One of America's pet hobbies is "pledging". The average American gives little thought to signing a pledge, and so this process of extracting promises has become a much-abused one. The pledge-making a mania has not stopped with the Boy Scouts and the Sunday school but has found its way into prospective legislation in the form of a bill now before the New York Assembly which proposes that public school teachers be required to take an oath of allegiance to the Constitution. The purpose of the bill is to eliminate communistic and other extreme propaganda threatening our present system of government.

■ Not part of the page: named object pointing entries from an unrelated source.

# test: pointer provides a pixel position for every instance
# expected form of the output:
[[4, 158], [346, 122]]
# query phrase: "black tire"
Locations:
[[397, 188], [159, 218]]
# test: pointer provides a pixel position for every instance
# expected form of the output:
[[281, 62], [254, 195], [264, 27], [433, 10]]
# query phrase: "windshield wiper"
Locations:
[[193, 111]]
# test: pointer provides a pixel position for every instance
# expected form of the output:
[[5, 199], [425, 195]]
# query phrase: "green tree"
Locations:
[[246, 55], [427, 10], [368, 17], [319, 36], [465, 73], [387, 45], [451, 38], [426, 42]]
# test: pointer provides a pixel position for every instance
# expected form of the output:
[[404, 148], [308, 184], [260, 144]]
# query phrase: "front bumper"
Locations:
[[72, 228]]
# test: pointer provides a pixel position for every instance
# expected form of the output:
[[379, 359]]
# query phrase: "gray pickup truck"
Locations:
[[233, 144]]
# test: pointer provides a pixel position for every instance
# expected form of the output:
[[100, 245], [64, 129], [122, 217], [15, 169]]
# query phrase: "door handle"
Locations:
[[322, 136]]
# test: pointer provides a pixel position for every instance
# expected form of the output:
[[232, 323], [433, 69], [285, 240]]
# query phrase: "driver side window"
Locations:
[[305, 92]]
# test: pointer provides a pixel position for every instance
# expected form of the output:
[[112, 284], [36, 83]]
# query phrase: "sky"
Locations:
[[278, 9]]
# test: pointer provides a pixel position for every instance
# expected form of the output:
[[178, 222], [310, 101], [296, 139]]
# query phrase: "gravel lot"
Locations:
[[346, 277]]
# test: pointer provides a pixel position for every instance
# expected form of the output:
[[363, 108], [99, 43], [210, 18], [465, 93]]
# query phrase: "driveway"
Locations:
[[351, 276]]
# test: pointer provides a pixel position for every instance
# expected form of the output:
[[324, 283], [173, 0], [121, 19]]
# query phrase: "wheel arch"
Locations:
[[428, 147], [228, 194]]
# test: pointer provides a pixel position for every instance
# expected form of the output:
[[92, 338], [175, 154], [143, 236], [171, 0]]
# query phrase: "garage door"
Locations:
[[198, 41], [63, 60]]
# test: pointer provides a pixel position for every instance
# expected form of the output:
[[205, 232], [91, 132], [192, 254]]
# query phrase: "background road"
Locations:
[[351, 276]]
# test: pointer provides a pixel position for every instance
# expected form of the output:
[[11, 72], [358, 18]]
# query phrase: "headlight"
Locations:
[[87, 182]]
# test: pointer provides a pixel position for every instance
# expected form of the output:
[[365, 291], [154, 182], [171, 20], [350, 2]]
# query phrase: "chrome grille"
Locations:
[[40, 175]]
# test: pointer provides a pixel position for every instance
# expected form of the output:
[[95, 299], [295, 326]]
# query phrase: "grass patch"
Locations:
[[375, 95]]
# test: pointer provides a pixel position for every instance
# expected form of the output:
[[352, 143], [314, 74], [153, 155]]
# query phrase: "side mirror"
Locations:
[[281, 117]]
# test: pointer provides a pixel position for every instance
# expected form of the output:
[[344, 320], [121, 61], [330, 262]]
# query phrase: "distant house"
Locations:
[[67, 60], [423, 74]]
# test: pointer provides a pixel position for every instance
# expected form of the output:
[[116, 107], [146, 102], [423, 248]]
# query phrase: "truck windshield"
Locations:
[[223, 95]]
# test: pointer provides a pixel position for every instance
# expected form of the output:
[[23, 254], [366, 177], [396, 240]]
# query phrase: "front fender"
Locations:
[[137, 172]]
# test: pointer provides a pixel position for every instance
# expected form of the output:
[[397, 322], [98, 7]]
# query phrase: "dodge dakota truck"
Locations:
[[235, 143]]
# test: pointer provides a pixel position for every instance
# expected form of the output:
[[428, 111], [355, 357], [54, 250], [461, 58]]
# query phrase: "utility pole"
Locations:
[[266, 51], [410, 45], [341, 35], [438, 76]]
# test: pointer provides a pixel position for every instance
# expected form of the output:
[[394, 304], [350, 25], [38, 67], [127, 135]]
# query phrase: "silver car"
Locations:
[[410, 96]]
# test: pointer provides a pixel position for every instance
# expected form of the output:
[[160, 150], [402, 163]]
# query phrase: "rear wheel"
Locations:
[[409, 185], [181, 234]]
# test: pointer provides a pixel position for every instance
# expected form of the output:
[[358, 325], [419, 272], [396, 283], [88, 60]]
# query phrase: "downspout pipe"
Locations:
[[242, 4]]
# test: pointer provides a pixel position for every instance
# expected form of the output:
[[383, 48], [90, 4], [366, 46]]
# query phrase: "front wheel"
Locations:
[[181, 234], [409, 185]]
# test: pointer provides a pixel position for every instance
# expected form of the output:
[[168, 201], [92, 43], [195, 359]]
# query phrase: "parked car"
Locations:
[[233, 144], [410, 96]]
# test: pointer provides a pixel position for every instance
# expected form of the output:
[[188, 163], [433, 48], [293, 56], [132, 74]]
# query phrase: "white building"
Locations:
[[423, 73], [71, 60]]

A little reflection reveals the fallacy of the supposition that a mere pledge can accomplish any appreciable limitation of insidious propaganda by erring school teachers. Anyone who feels justified in accepting the protection of a government which he is surreptitiously attacking will be unscrupulous enough to take a "mere oath" and subsequently violate it. Furthermore any propaganda sufficiently biting to make an impression on the student mind would not be long in reaching the ears of the proper authority to deal with such individual cases. Finally, these betrayers of childish confidence exist for the most part only is the minds of our "anti-red" alarmists.
The question would be far more worthy of serious discussion if its presentation at this time were not so obviously part of the wide-spread "red" scare which still grips no small portion of our population. We are paying too much attention to the "red" menace as it is; to put through such a bill at this time would make us the laughing stock of all sensible people.